Prinzipiell kann der Zürcher SP-Stadtpräsident mit dem fünften Platz seiner Stadt leben, wie er konstatiert, ohne sich den Seitenhieb zu verkneifen, dass Küsnacht auf Platz 1 ja sowieso zu Zürich zähle und der fünfte Platz im statistischen Streuwert liege, der sich schnell ändern kann. Und er will noch einmal festgehalten haben: «Wir haben einige Aufgaben zu erledigen, doch prinzipiell ist die Stadt Zürich in allen erdenklichen Punkten ganz vorzüglich positioniert.»

Per se kann die Limmat-Stadt vor allem durch ihre gute geografische Einbettung punkten sowie dank dem ausgezeichneten öffentlichen Verkehrsnetz. Jeder zweite Erwerbstätige verwendet mittlerweile ein öffentliches Verkehrsmittel – wofür jeder Autofahrer dankt, der schon einmal im Zürich-Stau gestanden ist. Allein jeder sechste Arbeitsplatz in der Schweiz ist im Grossraum Zürich lokalisiert.

Ganz anders präsentiert sich Bern. Der Stadt – vornehmlich Verwaltungs- und Beamten-City – mangelt es an Dynamik, die hohen Steuern drücken auf die Einkommen, und die Infrastruktureinrichtungen sind verbesserungsbedürftig.

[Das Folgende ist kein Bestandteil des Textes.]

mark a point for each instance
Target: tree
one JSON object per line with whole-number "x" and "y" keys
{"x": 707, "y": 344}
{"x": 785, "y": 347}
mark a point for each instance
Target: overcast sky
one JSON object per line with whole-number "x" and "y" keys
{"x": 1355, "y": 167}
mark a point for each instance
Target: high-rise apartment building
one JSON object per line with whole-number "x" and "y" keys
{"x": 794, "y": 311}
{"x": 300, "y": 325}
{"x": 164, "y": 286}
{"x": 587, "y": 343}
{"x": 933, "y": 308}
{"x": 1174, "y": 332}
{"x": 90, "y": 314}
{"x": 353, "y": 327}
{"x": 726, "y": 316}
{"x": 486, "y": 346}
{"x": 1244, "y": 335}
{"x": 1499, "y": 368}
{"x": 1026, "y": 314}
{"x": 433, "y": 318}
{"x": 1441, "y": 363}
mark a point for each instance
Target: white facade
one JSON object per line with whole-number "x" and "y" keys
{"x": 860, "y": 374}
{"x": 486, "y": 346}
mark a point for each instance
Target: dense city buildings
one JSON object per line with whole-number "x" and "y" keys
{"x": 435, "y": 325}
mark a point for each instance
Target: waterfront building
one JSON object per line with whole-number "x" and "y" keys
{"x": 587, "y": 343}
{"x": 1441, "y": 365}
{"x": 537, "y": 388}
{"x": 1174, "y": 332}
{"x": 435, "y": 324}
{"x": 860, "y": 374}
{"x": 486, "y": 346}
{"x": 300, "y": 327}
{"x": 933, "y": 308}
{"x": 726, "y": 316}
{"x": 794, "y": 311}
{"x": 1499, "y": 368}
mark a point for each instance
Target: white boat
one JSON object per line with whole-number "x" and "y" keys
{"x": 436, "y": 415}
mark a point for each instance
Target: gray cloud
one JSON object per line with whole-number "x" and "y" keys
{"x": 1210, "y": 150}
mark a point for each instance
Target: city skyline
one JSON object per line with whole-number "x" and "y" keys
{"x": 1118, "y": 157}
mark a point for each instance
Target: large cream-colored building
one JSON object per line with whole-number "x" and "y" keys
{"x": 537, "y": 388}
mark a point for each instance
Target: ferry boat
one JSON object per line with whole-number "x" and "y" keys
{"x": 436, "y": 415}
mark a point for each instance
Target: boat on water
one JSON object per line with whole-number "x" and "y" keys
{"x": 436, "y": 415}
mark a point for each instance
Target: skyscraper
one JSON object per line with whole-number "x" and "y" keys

So belegt Bern insgesamt nur den 39. Platz. Ganz zum Erstaunen von Stadtpräsident Alexander Tschäppät. Er wollte die Platzierung seiner Stadt erst kommentieren, nachdem er die Plätze von Zürich, Basel und Genf erfahren hatte. «Bern ist eine kompakte Stadt mit hoher Lebensqualität, kurzen Wegen, grünen Lungen. Eine Steueroase für Reiche wie die Gemeinden am Zürichsee können und wollen wir nicht sein», so Tschäppät. Und er meint auch gleich, Bern dürfe mit Genf, Zürich und Basel gar nicht verglichen werden. «Wir sind eine Stadt in einem Kanton mit 400 Gemeinden, Basel und Genf hingegen sind Stadtstaaten.»

Barbara Schneider, Regierungspräsidentin der Stadt Basel, findet Städtevergleiche auch ausserhalb des eigenen Kantons wichtig. Sie lieferten Hinweise dafür, wo die Verwaltungen in Zukunft Verbesserungen vornehmen müssten. «Ich habe kein Konkurrenzgefühl gegenüber meinen Kollegen in Zürich oder Genf, auch wenn ich von der Innensicht her Basel auf einen anderen Rang gestuft hätte.» Punkten kann Basel vor allem durch seine vielen kulturellen Einrichtungen, die trinationale geografische Lage, die Wirtschaftskraft und die guten öffentlichen Verkehrsmittel. Besonders die Basler Messen, die Uhren- und Schmuckmesse sowie die Kunstmesse «Art Basel», haben grosse internationale Ausstrahlung. Dennoch gilt es für die rote Regierung in Basel, in den nächsten Jahren einige «Baustellen» zu beseitigen. «Die Steuerlast wird auf immer weniger Leute verteilt», bedauert Schneider. «Gleichzeitig muss die Stadt für Bildungs-, Kultur- und Verkehrseinrichtungen aufkommen, die auch vom Umland benutzt werden und abgegolten werden sollten.» So kommt es, dass die Stadt am Rheinknie mit rekordhohen Steuern aufwartet (Rang 109).

Das nächste BILANZ-Städte-Rating wird zeigen, ob und wo Verbesserungen eingeleitet worden sind.